TRILLICK have arguably been the most consistent force in Tyrone championship football since claiming a sensational senior title in 2015, but assistant manager Liam Donnelly knows it would be foolish to look beyond Friday evening’s first-round clash against Galbally.

St Macartan’s recent record at this level speaks for itself – O’Neill Cup triumphs in 2015 and 2019 the obvious highlights, while they came agonisingly close to completing an elusive back-to-back in last year’s penalty shoot-out defeat to Dungannon Clarkes.

But redemption can wait as their main priority this week is navigating an opening round tie against Galbally for the second year running.

A handful of late Lee Brennan frees did the job when they met at the same juncture last season, and while Galbally have had a forgettable league campaign, Liam Donnelly isn’t expecting anything easy when the teams lock horns this Friday evening.

“Galbally are like any club with a few county players, when they’re missing and you add in a few injuries, it can be a struggle.

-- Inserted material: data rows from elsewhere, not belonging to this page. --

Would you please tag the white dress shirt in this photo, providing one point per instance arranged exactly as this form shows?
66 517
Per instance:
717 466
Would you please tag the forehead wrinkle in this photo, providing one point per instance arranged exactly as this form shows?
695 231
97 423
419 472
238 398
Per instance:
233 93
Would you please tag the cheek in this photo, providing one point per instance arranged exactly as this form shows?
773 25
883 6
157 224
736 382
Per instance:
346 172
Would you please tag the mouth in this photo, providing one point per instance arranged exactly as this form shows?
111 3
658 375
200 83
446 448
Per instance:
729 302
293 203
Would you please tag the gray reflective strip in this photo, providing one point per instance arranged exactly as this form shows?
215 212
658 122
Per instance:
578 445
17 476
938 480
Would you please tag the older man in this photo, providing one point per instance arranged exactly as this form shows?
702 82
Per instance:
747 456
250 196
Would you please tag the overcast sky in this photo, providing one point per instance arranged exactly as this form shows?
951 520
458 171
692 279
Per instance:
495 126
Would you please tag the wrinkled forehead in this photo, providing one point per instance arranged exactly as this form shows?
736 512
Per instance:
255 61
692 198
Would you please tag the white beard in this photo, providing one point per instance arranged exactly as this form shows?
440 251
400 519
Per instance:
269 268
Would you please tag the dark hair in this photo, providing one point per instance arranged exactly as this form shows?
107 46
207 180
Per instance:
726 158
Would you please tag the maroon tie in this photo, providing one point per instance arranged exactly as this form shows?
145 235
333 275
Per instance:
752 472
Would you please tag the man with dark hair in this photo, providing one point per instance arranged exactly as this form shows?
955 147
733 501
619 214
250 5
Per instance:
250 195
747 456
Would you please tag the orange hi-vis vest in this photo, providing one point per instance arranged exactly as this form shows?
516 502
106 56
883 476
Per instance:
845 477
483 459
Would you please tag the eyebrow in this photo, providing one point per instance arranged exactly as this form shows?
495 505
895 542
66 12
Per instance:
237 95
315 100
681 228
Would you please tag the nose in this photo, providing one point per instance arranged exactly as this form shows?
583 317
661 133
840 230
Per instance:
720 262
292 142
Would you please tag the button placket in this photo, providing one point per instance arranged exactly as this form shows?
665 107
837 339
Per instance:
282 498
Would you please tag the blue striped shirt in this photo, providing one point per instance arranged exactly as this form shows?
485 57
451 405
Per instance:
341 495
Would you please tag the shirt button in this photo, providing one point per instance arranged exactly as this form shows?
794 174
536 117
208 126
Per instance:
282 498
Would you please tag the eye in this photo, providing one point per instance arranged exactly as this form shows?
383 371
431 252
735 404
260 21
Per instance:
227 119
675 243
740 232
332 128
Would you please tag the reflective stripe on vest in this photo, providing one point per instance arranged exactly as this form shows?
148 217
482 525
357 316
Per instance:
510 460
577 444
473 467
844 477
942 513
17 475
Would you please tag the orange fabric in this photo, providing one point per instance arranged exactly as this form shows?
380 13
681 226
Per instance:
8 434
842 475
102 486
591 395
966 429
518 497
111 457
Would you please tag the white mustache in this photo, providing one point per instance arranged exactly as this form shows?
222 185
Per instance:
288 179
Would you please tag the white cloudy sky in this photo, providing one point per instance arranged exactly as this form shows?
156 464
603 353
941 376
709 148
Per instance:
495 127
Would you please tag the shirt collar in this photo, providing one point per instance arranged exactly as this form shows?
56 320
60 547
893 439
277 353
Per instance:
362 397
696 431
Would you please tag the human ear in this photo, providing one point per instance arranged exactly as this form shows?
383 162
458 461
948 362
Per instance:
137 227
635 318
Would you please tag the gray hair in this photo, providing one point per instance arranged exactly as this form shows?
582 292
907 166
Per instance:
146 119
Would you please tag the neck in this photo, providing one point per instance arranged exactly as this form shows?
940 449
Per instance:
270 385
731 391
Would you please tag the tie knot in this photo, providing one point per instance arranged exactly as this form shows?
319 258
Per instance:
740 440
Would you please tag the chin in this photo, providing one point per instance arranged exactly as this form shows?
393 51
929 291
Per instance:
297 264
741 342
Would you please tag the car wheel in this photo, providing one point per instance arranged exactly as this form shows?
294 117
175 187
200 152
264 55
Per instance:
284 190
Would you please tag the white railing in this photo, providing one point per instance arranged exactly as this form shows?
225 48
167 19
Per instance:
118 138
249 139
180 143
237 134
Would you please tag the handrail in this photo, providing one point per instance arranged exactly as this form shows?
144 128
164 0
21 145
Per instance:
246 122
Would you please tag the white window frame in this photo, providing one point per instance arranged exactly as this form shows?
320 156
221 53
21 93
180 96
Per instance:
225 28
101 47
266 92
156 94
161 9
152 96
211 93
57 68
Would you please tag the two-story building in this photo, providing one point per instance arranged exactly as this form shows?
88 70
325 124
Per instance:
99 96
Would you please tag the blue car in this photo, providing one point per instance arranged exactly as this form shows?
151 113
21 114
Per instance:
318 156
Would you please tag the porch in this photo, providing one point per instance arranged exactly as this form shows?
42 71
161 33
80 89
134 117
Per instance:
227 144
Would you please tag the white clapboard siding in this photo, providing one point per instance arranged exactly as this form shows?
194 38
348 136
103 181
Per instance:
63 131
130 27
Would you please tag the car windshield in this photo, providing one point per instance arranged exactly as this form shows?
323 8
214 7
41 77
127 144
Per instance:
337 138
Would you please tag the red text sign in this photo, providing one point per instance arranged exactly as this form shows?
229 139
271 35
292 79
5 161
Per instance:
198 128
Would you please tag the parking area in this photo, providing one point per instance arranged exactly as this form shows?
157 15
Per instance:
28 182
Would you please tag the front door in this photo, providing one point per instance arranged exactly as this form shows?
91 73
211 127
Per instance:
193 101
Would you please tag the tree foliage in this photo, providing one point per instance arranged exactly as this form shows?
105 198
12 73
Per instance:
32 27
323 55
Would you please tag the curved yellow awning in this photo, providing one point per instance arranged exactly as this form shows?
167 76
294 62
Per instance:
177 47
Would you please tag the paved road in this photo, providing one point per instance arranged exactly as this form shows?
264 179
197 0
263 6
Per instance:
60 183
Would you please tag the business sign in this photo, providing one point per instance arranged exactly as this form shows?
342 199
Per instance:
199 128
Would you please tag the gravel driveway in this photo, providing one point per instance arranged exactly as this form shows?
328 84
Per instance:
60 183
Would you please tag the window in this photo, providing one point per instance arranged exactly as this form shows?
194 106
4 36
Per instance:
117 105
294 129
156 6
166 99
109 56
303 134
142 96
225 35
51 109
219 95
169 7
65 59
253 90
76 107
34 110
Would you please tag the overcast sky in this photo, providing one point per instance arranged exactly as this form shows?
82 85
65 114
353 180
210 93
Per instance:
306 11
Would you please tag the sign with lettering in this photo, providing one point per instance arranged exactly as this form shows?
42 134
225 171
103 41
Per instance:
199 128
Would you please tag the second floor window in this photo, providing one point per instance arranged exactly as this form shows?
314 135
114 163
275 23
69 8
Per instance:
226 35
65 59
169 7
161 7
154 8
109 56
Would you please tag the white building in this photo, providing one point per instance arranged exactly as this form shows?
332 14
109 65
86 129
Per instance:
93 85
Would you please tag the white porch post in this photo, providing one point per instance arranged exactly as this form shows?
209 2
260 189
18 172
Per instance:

“But they’re a very resilient club. Last year we drew with them in the league, and when we played them in the championship, by God, lady luck shone on Trillick.

“We got a very fortuitious goal whereas we cleared a goal chance off the lad. Lee got a few points late on to get us over the line, but they’re a very well-organised, tenacious team. They’re a very good team and have been particularly impressive at underage level in years gone by.”

Trillick are impacted by starred fixtures more than most as they have four players on the county set-up – Lee and Rory Brennan and Liam’s sons Mattie and Richie. They’ve done well in the circumstances, and when they seemed to hit the rocks with successive defeats to Dromore and Coalisland in the league, they rebounded with a draw against Carrickmore and victory over Omagh.

Donnelly said: “We’re happy enough with the league. We were missing the county players but we knew that would be the case before we started.

“You pick up a few injuries as well, and that gave us a chance to look at our panel in depth. There were some very good games, some very good results, and some that didn’t go so well, but that’s the same with most clubs.”

Before this year, Trillick’s only All-Ireland SFC winner was Niall Gormley. Now they have four other players with Celtic Crosses in their back-pocket, and Donnelly says that means the world to a club like Trillick.

“It’s brilliant – any time an All-Ireland comes to a club, it’s unreal, and it’s a good boost to the fellas to for all the work they’ve put in. It’s the same with the likes of Petie Harte, they’ve all put in years of work and that was their just reward. The likes of ourselves, Pomeroy, Galbally, we’re all small clubs and we’re glad to see All-Ireland medals coming our way.”

Losing last year’s championship final on penalties to Dungannon was a major body blow, but Donnelly is philosophical about the way it all panned out.

“We were disappointed to lose on a penalty shoot-out but the rules were the same for Dungannon as they were for us. We’d have taken it if we’d won on penalties, and we defeated Killyclogher in the same scenario in the quarter-finals. It was the rules of the competition and that’s it.”